La Franziska Haitinger que había conocido Costa era una mujer muy bella pero esquiva, que no desvelaba fácilmente nada de sí misma.
– Fue muy difícil. Muchas veces gritaba de miedo.
– ¿Cómo es eso?
– Era como si sobre ella se cerniera la gran prohibición de comportarse con naturalidad. Un gran «Prohibido Franziska», tal como yo le decía. No podía ser ella misma. Estas cosas provienen de la infancia. Es la forma más sutil de anulación de un niño por parte de los padres. El niño no puede ser lo que es, tiene que ser de otra manera o no existir en absoluto.
– ¿Y pudo ayudarla?
– Cuando todo hubo cicatrizado y volví a verla en Vista Mar, parecía haber vuelto a nacer. Quería desprenderse de todo lo que tuviera relación con su anterior vida y su marido. Entre otras cosas, también de su fortuna.

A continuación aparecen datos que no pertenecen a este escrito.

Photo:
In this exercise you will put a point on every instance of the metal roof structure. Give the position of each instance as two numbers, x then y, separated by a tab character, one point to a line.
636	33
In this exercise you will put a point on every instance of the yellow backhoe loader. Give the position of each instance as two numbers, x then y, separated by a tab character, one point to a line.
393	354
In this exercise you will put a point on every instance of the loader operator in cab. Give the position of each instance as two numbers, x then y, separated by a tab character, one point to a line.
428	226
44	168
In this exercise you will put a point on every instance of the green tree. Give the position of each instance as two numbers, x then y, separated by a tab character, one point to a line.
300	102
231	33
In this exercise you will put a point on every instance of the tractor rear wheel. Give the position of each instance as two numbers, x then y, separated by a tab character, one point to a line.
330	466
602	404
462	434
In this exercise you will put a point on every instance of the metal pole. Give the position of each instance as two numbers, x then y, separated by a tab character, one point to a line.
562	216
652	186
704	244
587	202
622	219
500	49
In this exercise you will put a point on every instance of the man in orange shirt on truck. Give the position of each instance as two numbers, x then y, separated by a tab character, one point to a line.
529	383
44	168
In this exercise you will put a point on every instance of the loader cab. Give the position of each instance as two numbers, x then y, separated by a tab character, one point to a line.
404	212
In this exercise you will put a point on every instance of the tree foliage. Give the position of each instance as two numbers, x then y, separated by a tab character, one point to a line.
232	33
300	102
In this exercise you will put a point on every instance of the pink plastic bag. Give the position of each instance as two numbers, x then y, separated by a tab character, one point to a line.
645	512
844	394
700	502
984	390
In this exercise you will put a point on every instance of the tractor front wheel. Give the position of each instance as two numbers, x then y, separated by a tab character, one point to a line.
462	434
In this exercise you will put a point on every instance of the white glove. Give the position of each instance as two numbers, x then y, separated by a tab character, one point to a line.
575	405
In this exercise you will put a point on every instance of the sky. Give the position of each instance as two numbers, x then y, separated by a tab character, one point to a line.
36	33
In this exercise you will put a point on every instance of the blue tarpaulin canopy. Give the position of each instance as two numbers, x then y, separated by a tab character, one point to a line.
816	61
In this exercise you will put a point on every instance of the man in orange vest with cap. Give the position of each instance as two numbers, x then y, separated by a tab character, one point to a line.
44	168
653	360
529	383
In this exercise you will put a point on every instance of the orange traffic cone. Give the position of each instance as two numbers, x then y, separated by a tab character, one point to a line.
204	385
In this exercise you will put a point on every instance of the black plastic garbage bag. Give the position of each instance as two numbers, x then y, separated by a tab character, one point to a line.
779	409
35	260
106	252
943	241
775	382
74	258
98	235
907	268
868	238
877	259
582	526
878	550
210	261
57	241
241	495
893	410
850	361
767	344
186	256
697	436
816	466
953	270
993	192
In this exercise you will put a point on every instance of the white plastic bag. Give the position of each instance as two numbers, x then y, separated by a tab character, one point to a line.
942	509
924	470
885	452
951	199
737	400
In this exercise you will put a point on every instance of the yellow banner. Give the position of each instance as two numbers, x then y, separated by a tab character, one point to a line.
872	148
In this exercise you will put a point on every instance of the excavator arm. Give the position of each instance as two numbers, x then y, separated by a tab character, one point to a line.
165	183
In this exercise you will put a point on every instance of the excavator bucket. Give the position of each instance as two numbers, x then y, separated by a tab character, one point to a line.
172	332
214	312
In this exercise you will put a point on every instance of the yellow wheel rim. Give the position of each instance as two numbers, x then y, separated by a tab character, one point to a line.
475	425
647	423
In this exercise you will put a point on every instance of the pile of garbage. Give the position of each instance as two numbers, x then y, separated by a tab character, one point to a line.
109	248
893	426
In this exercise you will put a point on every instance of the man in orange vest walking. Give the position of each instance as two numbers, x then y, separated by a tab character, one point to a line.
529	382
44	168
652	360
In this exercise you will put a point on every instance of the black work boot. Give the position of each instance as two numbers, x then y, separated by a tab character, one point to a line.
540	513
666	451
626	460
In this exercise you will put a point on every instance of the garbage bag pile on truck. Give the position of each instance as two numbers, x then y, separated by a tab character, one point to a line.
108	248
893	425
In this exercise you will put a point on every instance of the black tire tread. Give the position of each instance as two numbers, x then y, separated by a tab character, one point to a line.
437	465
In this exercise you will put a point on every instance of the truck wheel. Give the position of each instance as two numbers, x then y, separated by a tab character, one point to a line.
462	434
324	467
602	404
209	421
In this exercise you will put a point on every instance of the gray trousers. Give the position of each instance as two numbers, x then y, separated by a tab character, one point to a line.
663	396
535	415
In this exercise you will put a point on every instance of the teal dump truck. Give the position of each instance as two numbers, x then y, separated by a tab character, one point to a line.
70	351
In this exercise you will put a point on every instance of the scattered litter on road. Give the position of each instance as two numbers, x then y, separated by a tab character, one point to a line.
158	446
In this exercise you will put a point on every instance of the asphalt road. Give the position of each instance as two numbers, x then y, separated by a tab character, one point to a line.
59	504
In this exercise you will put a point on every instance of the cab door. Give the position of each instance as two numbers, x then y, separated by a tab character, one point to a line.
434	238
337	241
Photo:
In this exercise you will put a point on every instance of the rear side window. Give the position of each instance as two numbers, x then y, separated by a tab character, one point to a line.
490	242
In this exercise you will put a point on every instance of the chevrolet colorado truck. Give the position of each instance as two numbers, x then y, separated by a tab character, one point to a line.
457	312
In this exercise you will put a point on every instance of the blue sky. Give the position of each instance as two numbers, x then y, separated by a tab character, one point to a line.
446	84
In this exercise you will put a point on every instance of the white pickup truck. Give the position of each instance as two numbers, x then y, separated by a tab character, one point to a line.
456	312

– ¿Cómo llegó hasta usted?
– Los pacientes más sensatos se informan a través la Sociedad Alemana de Cirugía Plástica y Reparadora. Allí reciben un asesoramiento adecuado. Es cierto que hoy en día hay mucho listillo en este negocio, médicos que en su vida han tenido un escalpelo en la mano y que se ponen a cortar con una motivación económica sin disponer de las instalaciones necesarias. También existen empresas privadas de estética montadas por varios médicos únicamente como máquinas de ganar dinero. ¿Qué asesoramiento va a recibir un paciente en esos sitios?
– ¿Conoce a alguno de esos «listillos», como dice usted, de primera mano?
– No. Yo soy cirujano plástico. He recibido una formación muy especializada y siempre me he dedicado en exclusiva a mis pacientes y a la medicina.
Sin embargo, Franziska Haitinger había acudido a Schönbach por recomendación del doctor Teckler. Costa había querido preguntarle por ello y él había eludido la respuesta con habilidad. Naturalmente que Schönbach conocía a esa clase de médicos; el ejemplo que le había puesto se correspondía con su experiencia en Medico Ästhetik. ¿Por qué no quería Schönbach, que estaba muy por encima de esos «listillos», mencionar la clínica de Offenbach? ¿Qué sabía Teckler que él no supiera ya? Costa hizo un último intento.
– ¿Hay alguna ciudad en Alemania en la que no quisiera trabajar?